Composting ... has a certain ick factor. But Cabarrus County commissioners are trying to make it cool and are working on converting 15-acres of one of their landfills into a composting facility.
The Charlotte Motor Speedway landfill is expected to run out of space in about 20 years.
So now Cabarrus county officials are working to start a 15-acre compost facility at its Construction & Demolition landfill.
Kevin Grant is the county's sustainability manager.
"I think what we want to do is starting to create culture of not just putting waste in a landfill where it just sits for you know hundreds of years, but actually taking your waste, diverting it from landfills and making it into a beneficial reused product," Grant says.
Agromatters, a composting company in Huntersville, is expected to be selected for the contract on April 15. At first, the company plans to sell the compost created from yard waste. But it will expand to composting food waste.
The county hopes the compost operation will largely depend on restaurants to contribute their food waste.

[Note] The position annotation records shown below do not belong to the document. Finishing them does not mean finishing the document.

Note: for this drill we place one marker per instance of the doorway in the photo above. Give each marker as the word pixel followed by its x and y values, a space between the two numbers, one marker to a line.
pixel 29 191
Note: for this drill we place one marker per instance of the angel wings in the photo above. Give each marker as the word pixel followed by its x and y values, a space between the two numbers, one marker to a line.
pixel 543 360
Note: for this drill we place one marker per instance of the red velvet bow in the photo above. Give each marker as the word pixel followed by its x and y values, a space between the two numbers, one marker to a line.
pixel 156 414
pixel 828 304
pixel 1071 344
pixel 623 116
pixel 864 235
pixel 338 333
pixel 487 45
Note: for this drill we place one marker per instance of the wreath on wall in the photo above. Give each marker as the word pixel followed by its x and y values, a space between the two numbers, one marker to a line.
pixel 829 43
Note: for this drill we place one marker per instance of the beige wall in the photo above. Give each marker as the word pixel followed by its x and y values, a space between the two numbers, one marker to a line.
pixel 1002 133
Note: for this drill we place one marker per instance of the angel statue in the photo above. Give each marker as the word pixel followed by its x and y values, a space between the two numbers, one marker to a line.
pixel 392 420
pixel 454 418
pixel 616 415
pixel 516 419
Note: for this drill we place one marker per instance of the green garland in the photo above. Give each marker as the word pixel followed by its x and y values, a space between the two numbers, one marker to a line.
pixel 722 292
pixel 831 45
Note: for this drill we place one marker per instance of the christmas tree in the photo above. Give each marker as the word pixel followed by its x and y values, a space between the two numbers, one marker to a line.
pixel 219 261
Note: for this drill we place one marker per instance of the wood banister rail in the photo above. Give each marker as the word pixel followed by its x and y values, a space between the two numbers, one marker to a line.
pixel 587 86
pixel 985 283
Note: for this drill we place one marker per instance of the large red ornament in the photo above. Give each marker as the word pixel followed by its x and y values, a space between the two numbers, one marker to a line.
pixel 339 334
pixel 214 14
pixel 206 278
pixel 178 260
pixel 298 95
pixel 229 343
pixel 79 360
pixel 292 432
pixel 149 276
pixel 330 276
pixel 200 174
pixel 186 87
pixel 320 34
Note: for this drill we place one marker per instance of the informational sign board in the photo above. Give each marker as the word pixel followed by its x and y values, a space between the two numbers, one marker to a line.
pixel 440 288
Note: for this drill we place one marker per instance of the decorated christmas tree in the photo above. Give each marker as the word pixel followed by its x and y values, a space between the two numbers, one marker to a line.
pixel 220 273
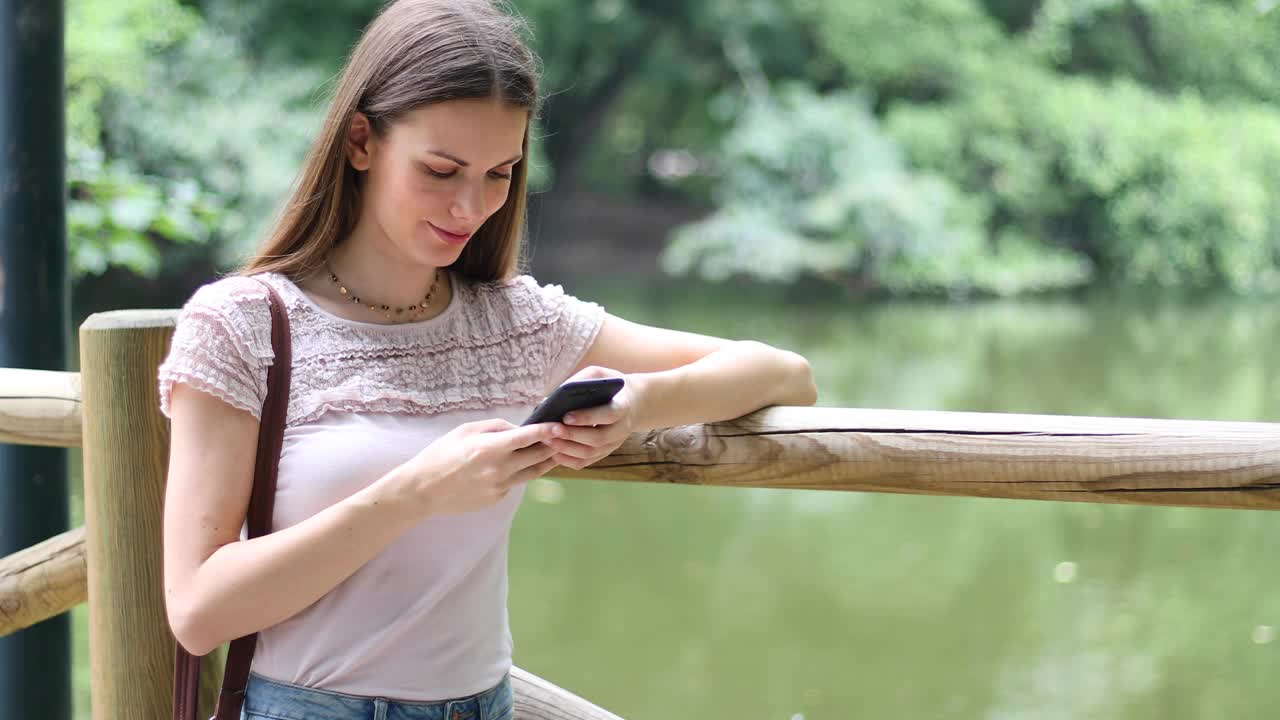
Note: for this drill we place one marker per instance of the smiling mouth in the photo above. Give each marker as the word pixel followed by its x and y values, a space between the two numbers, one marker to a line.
pixel 449 236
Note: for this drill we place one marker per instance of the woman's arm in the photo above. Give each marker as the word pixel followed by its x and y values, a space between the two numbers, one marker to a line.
pixel 730 382
pixel 219 588
pixel 682 377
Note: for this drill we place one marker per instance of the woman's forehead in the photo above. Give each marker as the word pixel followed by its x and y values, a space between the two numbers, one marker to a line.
pixel 472 131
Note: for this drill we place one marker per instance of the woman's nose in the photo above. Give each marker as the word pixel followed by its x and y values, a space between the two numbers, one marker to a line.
pixel 469 204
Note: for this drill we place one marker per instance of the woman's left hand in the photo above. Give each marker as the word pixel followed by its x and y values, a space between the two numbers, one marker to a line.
pixel 586 436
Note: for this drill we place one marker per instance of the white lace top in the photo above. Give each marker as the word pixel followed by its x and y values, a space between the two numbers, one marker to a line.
pixel 426 619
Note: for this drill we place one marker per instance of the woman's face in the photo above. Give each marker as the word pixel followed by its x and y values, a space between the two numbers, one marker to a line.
pixel 435 176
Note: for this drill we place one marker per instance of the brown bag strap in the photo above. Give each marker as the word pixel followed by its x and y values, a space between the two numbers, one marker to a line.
pixel 270 440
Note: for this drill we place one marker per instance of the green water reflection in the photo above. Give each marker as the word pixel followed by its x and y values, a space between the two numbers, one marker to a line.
pixel 725 604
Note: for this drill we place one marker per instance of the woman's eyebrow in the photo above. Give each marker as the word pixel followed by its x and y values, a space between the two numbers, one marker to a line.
pixel 465 164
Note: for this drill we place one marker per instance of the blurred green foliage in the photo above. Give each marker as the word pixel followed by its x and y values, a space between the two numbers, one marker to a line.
pixel 924 146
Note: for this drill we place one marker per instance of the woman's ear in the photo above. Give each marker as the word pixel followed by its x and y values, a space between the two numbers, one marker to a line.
pixel 360 140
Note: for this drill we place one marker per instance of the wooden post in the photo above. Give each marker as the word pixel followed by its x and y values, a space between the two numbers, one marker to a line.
pixel 126 459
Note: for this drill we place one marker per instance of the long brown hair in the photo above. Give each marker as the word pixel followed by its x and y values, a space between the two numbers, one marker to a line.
pixel 412 54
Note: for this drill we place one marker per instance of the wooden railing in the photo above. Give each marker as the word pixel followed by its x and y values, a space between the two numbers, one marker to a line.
pixel 114 561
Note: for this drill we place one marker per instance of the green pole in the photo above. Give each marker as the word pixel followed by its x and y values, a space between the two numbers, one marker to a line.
pixel 36 662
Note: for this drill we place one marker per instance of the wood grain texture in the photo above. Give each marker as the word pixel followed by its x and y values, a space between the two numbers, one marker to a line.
pixel 1198 464
pixel 126 458
pixel 42 580
pixel 40 408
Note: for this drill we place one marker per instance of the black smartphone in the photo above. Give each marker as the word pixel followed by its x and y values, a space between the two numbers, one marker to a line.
pixel 574 395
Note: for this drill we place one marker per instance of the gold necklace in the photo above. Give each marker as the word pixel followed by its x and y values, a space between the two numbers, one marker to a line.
pixel 387 310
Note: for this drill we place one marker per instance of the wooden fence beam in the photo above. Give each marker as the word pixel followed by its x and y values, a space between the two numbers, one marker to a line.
pixel 40 408
pixel 1197 464
pixel 42 580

At a meeting earlier this week, Cabarrus County Commissioner and restaurant owner Chris Measmer told Grant he doubts restaurants will participate because of the time involved in separating food from other trash.
Measmer: To have employees to try to separate those items is going to cost a business much more money.
Grant: Well, it's a culture thing. That's why we need to start now, because in 15 years when that speedway landfill fills up, say if you're paying $100 a month for garbage disposal, what happens if you start paying $300 a month?
The facility is expected to start composting by October, if it is approved by county commissioners.